Algo así es lo que le viene ocurriendo a la Semana Santa sevillana, secuestrada por el mantra de la seguridad, enjaulada por una prensa con excesivos deseos de influir sobre ella, postrada al rendimiento económico y, a veces, ninguneada por la Autoridad Eclesiástica. La fiesta mayor de Sevilla ha ido derivando en una suerte de espectáculo donde los actores se reparten la pecunia de las sillas y las cuestiones logísticas condicionan el negocio de la cosa cofradiera. El Martes Santo ha terminado por convertirse en el mejor de los ejemplos aunque sería extensivo al resto de los días.
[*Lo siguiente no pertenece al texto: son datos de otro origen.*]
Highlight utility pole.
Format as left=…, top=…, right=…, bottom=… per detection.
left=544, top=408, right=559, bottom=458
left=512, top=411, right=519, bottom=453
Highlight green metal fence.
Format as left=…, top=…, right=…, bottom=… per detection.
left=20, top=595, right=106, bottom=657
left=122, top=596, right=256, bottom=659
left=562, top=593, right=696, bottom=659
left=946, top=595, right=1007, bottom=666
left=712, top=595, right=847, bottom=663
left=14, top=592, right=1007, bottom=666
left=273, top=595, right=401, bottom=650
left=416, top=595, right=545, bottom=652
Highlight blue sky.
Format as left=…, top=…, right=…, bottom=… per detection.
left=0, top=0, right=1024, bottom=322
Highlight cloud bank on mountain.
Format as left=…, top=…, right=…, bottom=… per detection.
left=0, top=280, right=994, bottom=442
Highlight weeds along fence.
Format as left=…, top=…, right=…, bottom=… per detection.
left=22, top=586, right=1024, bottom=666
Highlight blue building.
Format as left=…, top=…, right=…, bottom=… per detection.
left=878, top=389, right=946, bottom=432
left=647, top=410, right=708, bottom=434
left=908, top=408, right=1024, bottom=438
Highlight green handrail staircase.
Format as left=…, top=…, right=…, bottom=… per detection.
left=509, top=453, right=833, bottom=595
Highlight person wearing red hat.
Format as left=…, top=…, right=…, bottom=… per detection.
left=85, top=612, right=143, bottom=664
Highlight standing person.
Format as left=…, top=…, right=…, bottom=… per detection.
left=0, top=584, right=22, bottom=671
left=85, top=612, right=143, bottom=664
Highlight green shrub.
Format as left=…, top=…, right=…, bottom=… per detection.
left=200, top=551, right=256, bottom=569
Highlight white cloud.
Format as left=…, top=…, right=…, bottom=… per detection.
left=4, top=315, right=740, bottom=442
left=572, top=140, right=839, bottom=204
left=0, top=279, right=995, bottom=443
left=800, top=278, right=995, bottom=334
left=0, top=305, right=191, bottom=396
Después de un all-in a que se repetirá la versión de 2018 y un doble o nada por la misma apuesta, cuando había quienes ya habían dado por válida la propuesta presentada por el Consejo a las hermandades del Martes Santo, la sorpresa ha sido mayúscula ante las referencias dominicales al tema. Hay quien aconseja prudencia y dejar pasar este año, y hay quien, directamente, culpa a las cofradías rebeldes de no transigir con soluciones que devuelvan la jornada a su sentido original. Lo cierto es que, y a modo de adelanto, sería posible confirmar que los hermanos mayores del Martes Santo no tienen ninguna intención de someterse a los planes del Consejo, por más concienzudo que hayan querido presentarlo. Dicha propuesta no deja de ser una mera improvisación sobre el trabajo de 2018 –aunque a la inversa-, dejando al aire las vergüenzas en la Puerta Jerez y en los horarios de determinados recorridos. Se cumplen algunas garantías pero no todas las cofradías salen bien paradas.

 

Si los hermanos mayores del Martes Santo aceptan como viable una propuesta que en el pasado fue desechada, no solo habrán perdido el valor de su independencia para autogobernarse sino que estarían escenificando el mayor bluf de los últimos tiempos. Después de tanto trabajo, de tanto consenso, de tanta generosidad, de tanto diálogo y de tanto sacrificio para garantizar la seguridad, el orden y mejorar la calidad de las procesiones, después de todo eso, si resulta que cualquier propuesta salida de una manga puede ser aceptada, como quien se guarda un as hasta el final de la partida, ¿a qué han venido los hermanos mayores en semejante pugna?

 

El valor de invertir el Martes Santo fue triple, algo que aún nadie le ha agradecido a Joaquín Sainz de la Maza: el primero, el valor de reconocer que la Semana Santa sevillana está viva y un cuerpo vivo siempre es susceptible de cambiar a lo largo del tiempo. ¿No salen igual los Cristos y las Vírgenes, no se les reza igual, no forman los nazarenos de la misma manera, suenan las mismas marchas y se escuchan las mismas saetas? El segundo valor es el de señalar, contundentemente, que la carrera oficial es un mero instrumento para generar dinero, un capital necesario que facilita a las hermandades su sostenimiento en cuestiones de caridad, patrimonio, inversiones, etc. Un hecho circunstancial pero no fundamental para el desarrollo de las estaciones de penitencia. Y el tercer valor de este cambio es el de hacer sentir a las hermandades que ellas pueden decidir por sí mismas, que tienen capacidad para proponer soluciones a sus propias problemáticas y que éstas no siempre dependen de entidades superiores. El Martes Santo ha puesto en valor la capacidad que tienen las hermandades para arreglar sus propios asuntos sin la injerencia ni dependencia de otros organismos, asumiendo una mayoría de edad que parecía perdida.

 

Ahora solo queda dejar que pase el tiempo. No responder. No volver a hablar. Asumir que todo se ha producido por la vía de los hechos consumados: con una negativa verbal es más que suficiente. El recurrente «ya no da tiempo» que se hace presente encogiendo los hombros y mirando hacia otro lado. Porque es lo que toca para que nadie quede en evidencia, que tampoco es plan de dejar a nadie en mal lugar. Eso o afirmar con naturalidad que somos una sociedad al borde del colapso porque no existe la capacidad de responder adecuadamente a las transformaciones que se experimentan.